Latimer, the narrator of The Lifted Veil, possesses an uncanny ability to see into the minds of others and to divine the future, including the moment of his own death. The gift of being able to read the private thoughts and emotions of his fellow men soon becomes a curse to Latimer, for he is horrified by what he discovers. Afflicted by his burden of knowledge, he is driven to marry the cold-hearted coquette Bertha - the only person whose mind seems closed to him, until it is too late. This volume also includes George Eliot's only other short fictional work; the satirical fable Brother Jacob, in which the mercenary schemes of a devious confectioner are unconsciously thwarted by the childlike innocence of his 'idiot' brother.

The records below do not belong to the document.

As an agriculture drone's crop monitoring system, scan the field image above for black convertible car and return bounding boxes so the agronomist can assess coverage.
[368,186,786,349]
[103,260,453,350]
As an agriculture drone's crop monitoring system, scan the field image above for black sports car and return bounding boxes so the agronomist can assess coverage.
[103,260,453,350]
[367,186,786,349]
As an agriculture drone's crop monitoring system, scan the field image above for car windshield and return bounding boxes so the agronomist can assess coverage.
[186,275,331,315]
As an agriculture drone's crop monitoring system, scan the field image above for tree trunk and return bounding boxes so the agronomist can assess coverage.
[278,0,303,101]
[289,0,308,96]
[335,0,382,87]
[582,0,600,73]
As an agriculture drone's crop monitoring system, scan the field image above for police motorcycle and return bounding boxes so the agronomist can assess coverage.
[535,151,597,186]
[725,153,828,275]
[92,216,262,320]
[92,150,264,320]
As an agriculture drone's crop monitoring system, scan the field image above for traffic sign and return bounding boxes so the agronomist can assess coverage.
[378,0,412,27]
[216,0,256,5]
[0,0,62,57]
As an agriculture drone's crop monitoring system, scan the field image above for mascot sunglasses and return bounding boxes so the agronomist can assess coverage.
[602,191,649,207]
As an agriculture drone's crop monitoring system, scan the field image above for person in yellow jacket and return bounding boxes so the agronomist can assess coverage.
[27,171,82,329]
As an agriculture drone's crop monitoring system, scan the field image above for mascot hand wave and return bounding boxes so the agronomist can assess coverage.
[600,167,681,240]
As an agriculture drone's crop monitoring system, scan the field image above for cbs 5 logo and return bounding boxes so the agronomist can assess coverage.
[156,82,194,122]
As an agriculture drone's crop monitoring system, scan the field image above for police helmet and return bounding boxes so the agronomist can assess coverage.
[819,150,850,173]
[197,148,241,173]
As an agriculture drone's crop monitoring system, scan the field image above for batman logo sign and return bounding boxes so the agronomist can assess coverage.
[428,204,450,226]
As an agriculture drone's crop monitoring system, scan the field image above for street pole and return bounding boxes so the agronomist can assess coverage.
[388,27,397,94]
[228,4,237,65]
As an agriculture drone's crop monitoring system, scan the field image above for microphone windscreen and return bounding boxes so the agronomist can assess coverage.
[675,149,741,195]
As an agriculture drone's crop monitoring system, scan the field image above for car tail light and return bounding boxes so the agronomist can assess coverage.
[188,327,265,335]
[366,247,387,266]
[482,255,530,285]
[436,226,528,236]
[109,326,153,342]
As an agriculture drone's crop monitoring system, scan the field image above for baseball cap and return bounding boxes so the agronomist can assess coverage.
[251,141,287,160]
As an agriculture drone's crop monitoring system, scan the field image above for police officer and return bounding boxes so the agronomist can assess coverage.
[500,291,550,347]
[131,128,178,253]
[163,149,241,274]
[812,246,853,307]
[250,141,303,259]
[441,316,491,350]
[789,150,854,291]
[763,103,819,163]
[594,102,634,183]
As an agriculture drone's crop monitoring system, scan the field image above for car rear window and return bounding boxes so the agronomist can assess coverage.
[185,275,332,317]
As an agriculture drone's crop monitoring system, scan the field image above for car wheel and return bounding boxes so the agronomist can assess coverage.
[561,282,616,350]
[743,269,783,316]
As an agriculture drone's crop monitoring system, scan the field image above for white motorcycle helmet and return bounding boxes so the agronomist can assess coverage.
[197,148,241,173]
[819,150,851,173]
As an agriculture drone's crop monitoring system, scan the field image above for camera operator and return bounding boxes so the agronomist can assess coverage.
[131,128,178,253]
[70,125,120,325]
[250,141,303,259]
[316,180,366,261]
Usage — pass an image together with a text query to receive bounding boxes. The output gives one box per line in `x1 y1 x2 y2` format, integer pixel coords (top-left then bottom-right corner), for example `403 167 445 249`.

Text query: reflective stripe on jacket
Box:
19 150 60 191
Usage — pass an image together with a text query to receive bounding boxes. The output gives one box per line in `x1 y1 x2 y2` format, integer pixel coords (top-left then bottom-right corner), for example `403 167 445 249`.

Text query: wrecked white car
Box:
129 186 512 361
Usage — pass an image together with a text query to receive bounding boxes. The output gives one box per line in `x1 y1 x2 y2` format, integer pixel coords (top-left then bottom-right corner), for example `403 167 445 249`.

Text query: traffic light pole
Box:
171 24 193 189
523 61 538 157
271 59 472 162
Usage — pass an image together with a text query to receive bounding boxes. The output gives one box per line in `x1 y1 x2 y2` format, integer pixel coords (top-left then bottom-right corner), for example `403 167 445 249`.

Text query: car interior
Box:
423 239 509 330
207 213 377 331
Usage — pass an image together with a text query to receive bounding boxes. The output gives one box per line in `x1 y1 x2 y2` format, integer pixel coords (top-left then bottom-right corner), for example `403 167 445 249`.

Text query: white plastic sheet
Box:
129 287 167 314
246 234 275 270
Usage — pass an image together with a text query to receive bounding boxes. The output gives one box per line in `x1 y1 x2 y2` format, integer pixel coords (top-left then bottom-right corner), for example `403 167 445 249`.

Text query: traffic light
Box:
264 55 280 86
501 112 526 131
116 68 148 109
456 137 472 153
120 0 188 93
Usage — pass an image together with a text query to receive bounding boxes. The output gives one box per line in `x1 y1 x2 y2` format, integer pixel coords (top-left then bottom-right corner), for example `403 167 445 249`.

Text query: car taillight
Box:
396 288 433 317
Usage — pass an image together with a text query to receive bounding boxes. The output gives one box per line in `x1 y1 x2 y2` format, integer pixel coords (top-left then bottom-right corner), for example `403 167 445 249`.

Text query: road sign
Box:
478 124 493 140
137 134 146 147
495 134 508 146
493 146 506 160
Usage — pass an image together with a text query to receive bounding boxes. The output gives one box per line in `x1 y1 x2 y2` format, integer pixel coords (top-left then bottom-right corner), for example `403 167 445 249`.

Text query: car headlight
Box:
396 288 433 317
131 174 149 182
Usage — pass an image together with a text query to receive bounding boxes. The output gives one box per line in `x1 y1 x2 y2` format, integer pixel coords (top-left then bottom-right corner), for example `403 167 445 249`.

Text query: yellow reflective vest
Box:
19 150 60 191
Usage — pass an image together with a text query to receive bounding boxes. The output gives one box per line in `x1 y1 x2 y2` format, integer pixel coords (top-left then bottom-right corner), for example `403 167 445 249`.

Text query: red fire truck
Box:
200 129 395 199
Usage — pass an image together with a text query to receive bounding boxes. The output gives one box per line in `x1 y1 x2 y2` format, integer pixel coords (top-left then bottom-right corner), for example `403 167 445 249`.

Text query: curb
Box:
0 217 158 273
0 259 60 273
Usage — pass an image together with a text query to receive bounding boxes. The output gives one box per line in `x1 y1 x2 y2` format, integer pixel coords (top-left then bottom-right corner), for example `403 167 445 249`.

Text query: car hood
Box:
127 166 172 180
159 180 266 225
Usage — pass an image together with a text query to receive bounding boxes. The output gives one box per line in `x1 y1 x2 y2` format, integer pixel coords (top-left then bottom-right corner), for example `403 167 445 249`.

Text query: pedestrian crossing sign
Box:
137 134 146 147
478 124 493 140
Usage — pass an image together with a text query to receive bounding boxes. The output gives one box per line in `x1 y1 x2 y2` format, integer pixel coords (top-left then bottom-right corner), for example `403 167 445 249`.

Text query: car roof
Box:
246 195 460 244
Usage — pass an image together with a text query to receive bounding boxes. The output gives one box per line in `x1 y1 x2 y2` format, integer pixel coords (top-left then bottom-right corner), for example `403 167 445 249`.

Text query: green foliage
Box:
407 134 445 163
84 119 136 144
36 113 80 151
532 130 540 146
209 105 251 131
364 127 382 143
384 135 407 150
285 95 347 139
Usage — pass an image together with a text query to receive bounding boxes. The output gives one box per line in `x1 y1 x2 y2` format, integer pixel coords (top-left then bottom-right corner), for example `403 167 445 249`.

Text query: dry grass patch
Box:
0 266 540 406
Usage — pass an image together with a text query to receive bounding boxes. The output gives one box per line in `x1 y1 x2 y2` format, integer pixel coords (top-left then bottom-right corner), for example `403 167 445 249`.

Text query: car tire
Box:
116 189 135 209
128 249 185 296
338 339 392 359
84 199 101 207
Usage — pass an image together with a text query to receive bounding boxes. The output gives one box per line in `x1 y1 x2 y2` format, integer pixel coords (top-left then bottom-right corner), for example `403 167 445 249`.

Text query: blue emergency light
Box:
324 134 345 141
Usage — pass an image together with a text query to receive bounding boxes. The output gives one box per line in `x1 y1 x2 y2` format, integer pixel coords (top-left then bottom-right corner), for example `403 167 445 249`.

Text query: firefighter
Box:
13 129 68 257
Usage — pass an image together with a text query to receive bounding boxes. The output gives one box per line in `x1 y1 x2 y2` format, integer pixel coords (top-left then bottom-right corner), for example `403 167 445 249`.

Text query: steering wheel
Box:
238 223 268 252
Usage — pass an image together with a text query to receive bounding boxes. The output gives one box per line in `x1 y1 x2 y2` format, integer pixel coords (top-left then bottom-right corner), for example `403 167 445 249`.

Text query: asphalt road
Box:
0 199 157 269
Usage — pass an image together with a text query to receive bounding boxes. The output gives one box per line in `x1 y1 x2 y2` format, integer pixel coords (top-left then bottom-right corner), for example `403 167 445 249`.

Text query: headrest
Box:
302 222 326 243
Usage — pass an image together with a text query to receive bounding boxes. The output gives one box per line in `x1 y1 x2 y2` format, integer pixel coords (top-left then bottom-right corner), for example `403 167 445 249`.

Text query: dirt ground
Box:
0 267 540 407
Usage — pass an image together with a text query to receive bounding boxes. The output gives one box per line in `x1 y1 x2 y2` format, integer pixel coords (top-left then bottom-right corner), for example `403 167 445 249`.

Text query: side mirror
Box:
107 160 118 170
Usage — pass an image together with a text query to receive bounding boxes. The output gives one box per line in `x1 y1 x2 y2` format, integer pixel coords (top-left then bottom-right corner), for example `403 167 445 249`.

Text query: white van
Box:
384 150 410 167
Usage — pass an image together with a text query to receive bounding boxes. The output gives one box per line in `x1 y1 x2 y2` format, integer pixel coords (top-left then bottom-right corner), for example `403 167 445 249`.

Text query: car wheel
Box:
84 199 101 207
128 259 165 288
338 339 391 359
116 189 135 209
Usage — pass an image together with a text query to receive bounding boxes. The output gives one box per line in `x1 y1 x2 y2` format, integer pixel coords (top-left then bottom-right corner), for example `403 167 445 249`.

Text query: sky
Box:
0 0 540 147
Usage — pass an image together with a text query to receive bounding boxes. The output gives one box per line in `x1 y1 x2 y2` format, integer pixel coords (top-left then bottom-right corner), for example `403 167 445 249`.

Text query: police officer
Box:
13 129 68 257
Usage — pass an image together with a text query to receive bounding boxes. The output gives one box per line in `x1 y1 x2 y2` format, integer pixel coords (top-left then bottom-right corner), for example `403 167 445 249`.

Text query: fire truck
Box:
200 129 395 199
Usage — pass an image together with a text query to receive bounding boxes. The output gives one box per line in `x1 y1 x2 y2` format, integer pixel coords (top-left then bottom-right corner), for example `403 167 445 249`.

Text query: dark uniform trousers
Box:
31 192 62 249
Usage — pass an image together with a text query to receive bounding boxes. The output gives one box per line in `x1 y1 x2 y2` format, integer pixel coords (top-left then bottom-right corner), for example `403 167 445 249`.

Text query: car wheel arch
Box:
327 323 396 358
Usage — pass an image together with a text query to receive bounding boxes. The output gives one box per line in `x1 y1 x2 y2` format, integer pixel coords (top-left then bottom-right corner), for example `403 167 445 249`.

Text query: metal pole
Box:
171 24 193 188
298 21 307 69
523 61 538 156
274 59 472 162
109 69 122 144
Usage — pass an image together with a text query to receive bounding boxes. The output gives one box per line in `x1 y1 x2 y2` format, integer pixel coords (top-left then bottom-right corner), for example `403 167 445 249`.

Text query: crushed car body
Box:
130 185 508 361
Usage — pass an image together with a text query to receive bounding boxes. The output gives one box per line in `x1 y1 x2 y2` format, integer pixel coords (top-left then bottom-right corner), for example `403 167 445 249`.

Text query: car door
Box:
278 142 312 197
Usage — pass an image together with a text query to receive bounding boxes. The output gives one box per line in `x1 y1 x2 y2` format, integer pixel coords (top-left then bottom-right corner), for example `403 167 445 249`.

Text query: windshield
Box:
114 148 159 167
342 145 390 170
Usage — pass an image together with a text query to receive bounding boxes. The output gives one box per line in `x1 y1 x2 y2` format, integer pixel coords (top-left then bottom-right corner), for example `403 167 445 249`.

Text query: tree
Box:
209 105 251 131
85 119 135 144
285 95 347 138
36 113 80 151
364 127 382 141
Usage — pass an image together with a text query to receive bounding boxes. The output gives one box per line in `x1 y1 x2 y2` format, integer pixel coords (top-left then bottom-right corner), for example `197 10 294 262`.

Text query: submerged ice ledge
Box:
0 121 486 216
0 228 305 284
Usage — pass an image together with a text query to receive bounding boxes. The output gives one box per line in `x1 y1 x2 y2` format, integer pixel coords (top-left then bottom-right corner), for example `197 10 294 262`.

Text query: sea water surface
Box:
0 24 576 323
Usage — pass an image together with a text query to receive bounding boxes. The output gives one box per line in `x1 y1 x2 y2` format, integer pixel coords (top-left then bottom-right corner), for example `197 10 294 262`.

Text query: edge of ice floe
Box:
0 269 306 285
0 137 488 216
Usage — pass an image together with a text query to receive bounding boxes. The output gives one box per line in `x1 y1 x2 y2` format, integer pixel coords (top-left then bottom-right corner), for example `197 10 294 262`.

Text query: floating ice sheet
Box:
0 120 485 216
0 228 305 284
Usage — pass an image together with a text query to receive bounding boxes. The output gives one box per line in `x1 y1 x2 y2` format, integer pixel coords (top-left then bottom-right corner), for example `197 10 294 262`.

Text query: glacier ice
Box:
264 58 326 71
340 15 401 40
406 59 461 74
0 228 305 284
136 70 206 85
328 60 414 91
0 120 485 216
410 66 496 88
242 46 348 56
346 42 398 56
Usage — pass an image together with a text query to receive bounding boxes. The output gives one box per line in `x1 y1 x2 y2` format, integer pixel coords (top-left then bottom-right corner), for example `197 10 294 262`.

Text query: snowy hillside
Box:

Ethics, Theory and the Novel

Ethics, Theory and the Novel
Author :
Publisher : Cambridge University Press
Total Pages : 232
Release :
ISBN-10 : 052145283X
ISBN-13 : 9780521452830
Rating : 4/5 (3X Downloads)

Synopsis Ethics, Theory and the Novel by : David Parker

An exploration of the consequences for literature of the suppression of ethical traditions.

The Crisis of Action in Nineteenth-century English Literature

The Crisis of Action in Nineteenth-century English Literature
Author :
Publisher : Ohio State University Press
Total Pages : 268
Release :
ISBN-10 : 9780814210406
ISBN-13 : 0814210406
Rating : 4/5 (06 Downloads)

Synopsis The Crisis of Action in Nineteenth-century English Literature by : Stefanie Markovits

"We think of the nineteenth century as an active age - the age of colonial expansion, revolutions, and railroads, of great exploration and the Great Exhibition. But in reading the works of Romantic and Victorian writers one notices a conflict, what Stefanie Markovits terms "a crisis of action." In her book, The Crisis of Action in Nineteenth-Century English Literature, Markovits maps out this conflict by focusing on four writers: William Wordsworth, Arthur Hugh Clough, George Eliot, and Henry James. Each chapter offers a "case-study" that demonstrates how specific historical contingencies - including reaction to the French Revolution, laissez-faire economic practices, changes in religious and scientific beliefs, and shifts in women's roles - made people in the period hypersensitive to the status of action and its literary co-relative, plot."--BOOK JACKET.